Operare all’interno di una filiera rappresenta una risorsa per la ripresa economica delle imprese, che mostrano maggiore potenziale innovativo, sono più aperte verso i mercati esteri e in grado di affrontare meglio la crisi legata alla pandemia da Covid-19. Secondo quanto emerge da un’analisi realizzata dal Centro Studi Tagliacarne su dati Unioncamere/InfoCamere, relativi alle 17 filiere individuate dal Ministero dello Sviluppo Economico, il 41% delle loro imprese prevede di recuperare i livelli produttivi pre-Covid già entro l’anno in corso, una percentuale che supera il 36% rappresentato dalle altre aziende.
Ammonta al 45% la quota di aziende di filiera che ha investito nelle tecnologie 4.0 contro il 35% delle altre digitalizzate. Il 62% delle imprese che lavorano insieme, inoltre, ha promosso investimenti per innovare (contro il 38% delle altre).
Più di 3 imprese su 4 del nostro Paese operano all’interno di filiere, alcune più corte, di territorio, altre più internazionali; tante si sono modificate per gli effetti della crisi pandemica – commenta il segretario generale di Unioncamere, Giuseppe Tripoli.
In molte il rapporto tra le imprese non si esaurisce nel contratto di fornitura ma, come mostrano diverse analisi di Unioncamere, si arricchisce con fattori qualitativi, servizi, supporti finanziari, percorsi di certificazione, spesso indotti dalle aziende capo-filiere, normalmente medie o grandi.

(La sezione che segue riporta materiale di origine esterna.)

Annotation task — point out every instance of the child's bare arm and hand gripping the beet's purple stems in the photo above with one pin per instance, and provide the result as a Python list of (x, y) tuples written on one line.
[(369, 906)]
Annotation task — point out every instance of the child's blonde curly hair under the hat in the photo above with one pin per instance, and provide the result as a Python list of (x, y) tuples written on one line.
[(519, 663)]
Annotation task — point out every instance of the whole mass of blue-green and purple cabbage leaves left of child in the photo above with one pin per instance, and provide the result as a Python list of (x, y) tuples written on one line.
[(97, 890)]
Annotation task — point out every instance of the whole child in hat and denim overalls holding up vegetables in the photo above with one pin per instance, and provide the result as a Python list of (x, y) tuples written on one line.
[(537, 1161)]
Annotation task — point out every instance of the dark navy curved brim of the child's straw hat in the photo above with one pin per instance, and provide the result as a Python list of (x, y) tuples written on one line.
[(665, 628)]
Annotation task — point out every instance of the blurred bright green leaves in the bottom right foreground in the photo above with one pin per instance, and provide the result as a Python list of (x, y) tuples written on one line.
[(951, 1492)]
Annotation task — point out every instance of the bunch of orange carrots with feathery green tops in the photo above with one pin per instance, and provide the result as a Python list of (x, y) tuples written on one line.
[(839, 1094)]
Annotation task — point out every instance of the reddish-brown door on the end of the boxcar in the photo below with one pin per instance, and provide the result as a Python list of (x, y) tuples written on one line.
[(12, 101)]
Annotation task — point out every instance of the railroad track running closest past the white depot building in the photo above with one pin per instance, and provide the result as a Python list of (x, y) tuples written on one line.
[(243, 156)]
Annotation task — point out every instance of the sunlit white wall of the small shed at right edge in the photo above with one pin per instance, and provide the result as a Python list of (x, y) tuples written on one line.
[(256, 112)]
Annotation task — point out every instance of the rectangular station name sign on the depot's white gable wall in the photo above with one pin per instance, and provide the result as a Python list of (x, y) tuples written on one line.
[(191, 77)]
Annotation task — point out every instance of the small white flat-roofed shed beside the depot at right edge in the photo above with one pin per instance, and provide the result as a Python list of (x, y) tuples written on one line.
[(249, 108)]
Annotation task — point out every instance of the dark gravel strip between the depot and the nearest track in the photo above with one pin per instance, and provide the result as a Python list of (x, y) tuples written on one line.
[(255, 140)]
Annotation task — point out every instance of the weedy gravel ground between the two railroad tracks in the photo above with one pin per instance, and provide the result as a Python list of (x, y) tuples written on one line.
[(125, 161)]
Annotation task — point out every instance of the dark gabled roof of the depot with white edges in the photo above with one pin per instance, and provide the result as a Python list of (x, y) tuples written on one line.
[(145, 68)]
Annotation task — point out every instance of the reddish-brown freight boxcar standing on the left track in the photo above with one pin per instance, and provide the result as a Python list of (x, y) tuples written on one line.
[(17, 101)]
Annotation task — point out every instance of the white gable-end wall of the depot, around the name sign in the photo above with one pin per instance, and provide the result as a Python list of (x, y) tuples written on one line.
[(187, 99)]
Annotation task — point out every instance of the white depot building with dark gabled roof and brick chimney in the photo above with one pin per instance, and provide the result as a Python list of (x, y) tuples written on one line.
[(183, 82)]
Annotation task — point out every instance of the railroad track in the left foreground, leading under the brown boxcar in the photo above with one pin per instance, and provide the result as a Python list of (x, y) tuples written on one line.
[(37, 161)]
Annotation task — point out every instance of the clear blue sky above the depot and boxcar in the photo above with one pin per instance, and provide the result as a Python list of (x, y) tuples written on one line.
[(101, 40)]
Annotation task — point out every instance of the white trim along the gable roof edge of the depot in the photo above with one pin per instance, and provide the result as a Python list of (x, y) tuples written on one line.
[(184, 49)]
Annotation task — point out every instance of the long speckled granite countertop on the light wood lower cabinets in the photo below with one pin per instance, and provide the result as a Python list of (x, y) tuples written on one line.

Per quanto riguarda i settori, costruzioni e agrobusiness rappresentano quasi il 60% delle imprese attive che sono coinvolte nel sistema delle filiere, seguiti da sanità, turismo-beni culturali e sistema moda. A livello regionale, in cima alla graduatoria delle regioni con il maggior numero di imprese di filiera attive compare la Lombardia, seguita da Campania e Lazio. Osservando l’incidenza delle filiere sul tessuto produttivo di ciascuna regione, invece, le prime posizioni sono occupate da Bolzano (con l’83,8% delle imprese in filiera sul totale), Basilicata (81,1%) e Molise (80,8%).